An Optimal House Price Prediction Algorithm: XGBoost

Hemlata Sharma, Hitesh Harsora, Bayode Ogunleye
DOI: https://doi.org/10.3390/analytics3010003
2024-02-07
Abstract:An accurate prediction of house prices is a fundamental requirement for various sectors including real estate and mortgage lending. It is widely recognized that a property value is not solely determined by its physical attributes but is significantly influenced by its surrounding neighbourhood. Meeting the diverse housing needs of individuals while balancing budget constraints is a primary concern for real estate developers. To this end, we addressed the house price prediction problem as a regression task and thus employed various machine learning techniques capable of expressing the significance of independent variables. We made use of the housing dataset of Ames City in Iowa, USA to compare support vector regressor, random forest regressor, XGBoost, multilayer perceptron and multiple linear regression algorithms for house price prediction. Afterwards, we identified the key factors that influence housing costs. Our results show that XGBoost is the best performing model for house price prediction.
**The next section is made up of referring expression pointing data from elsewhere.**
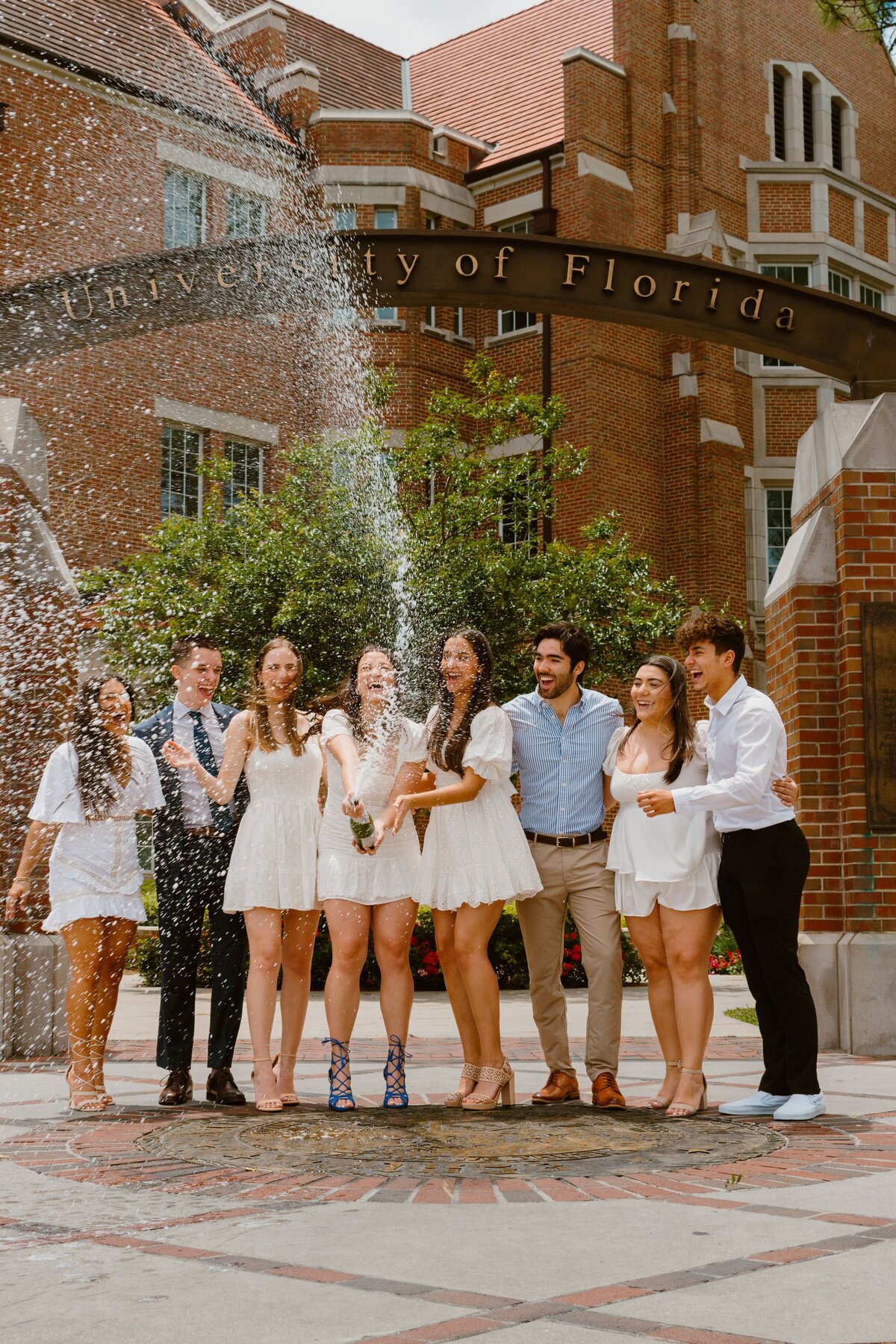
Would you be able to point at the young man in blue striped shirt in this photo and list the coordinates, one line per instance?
(561, 737)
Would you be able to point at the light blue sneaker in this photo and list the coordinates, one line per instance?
(802, 1107)
(761, 1104)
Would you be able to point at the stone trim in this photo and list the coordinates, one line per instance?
(203, 417)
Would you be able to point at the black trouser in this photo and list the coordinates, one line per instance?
(761, 885)
(188, 880)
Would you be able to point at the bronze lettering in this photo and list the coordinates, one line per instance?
(503, 253)
(755, 302)
(408, 270)
(575, 267)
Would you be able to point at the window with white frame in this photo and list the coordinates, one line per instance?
(508, 319)
(245, 470)
(839, 284)
(777, 526)
(184, 210)
(795, 275)
(386, 217)
(245, 215)
(344, 217)
(180, 482)
(871, 296)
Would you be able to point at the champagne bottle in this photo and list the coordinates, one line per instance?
(363, 828)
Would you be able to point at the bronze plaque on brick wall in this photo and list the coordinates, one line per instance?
(879, 663)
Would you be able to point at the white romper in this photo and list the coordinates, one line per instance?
(672, 859)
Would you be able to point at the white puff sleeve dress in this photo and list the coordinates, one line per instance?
(476, 853)
(672, 859)
(343, 874)
(94, 871)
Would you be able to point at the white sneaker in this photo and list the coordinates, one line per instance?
(761, 1104)
(802, 1107)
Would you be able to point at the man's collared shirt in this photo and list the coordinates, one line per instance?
(746, 750)
(193, 799)
(561, 764)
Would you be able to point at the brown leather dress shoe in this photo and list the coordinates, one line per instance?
(605, 1092)
(222, 1089)
(559, 1088)
(178, 1089)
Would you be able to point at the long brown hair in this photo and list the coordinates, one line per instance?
(682, 729)
(102, 756)
(262, 732)
(448, 747)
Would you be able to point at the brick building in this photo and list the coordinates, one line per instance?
(743, 134)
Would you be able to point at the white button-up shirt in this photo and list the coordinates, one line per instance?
(746, 750)
(193, 800)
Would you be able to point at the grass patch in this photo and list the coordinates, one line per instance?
(743, 1015)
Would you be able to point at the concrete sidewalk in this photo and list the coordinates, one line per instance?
(143, 1225)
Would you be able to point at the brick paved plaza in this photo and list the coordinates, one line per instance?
(128, 1214)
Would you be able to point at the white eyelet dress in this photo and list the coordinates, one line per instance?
(274, 859)
(671, 859)
(476, 853)
(94, 871)
(343, 874)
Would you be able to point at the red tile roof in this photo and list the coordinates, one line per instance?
(136, 45)
(354, 73)
(504, 82)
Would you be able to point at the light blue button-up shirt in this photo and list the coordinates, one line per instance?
(561, 764)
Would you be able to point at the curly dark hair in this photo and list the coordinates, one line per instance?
(448, 747)
(682, 729)
(102, 756)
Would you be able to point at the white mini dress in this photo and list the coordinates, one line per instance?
(671, 859)
(274, 859)
(343, 874)
(476, 853)
(94, 871)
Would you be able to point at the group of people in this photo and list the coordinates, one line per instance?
(704, 820)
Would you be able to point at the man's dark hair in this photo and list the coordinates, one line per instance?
(721, 631)
(181, 650)
(571, 638)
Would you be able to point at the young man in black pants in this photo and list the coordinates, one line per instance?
(765, 862)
Machine Learning,Methodology,Artificial Intelligence,Applications
What problem does this paper attempt to address?
This paper aims to address the problem of housing price prediction, which is a crucial task for the real estate and mortgage industries as the real estate sector contributes significantly to the global economy. The paper mentions that the value of a house is not only determined by its physical characteristics but also influenced by its surrounding environment. In order to assist real estate developers in balancing budgets while meeting different housing demands, the researchers consider housing price prediction as a regression problem and apply various machine learning (ML) techniques such as XGBoost, support vector regression, random forest regression, multi-layer perceptron, and multiple linear regression to compare and analyze housing data in Ames, Iowa, United States. The research results demonstrate that XGBoost performs the best in housing price prediction. The paper also emphasizes the identification of key factors that affect house prices, which helps stakeholders make more accurate property valuations and wiser decisions. Although previous studies have applied various ML algorithms, there has been less focus on the factors that influence house prices, and most studies have not optimized the models or extensively discussed feature importance. Therefore, this paper provides insights into how to construct an optimal housing price prediction model through comprehensive comparisons and hyperparameter tuning. The structure of the paper consists of four main parts: literature review, methodology and evaluation process, results presentation, and conclusion and future research directions. By analyzing existing literature, the paper points out that although various algorithms have been attempted in previous studies, there is a lack of in-depth exploration on model optimization and feature importance. The paper utilizes the Ames housing dataset from Kaggle and compares different regression models, ultimately recommending the use of XGBoost due to its interpretability, simplicity, and high accuracy.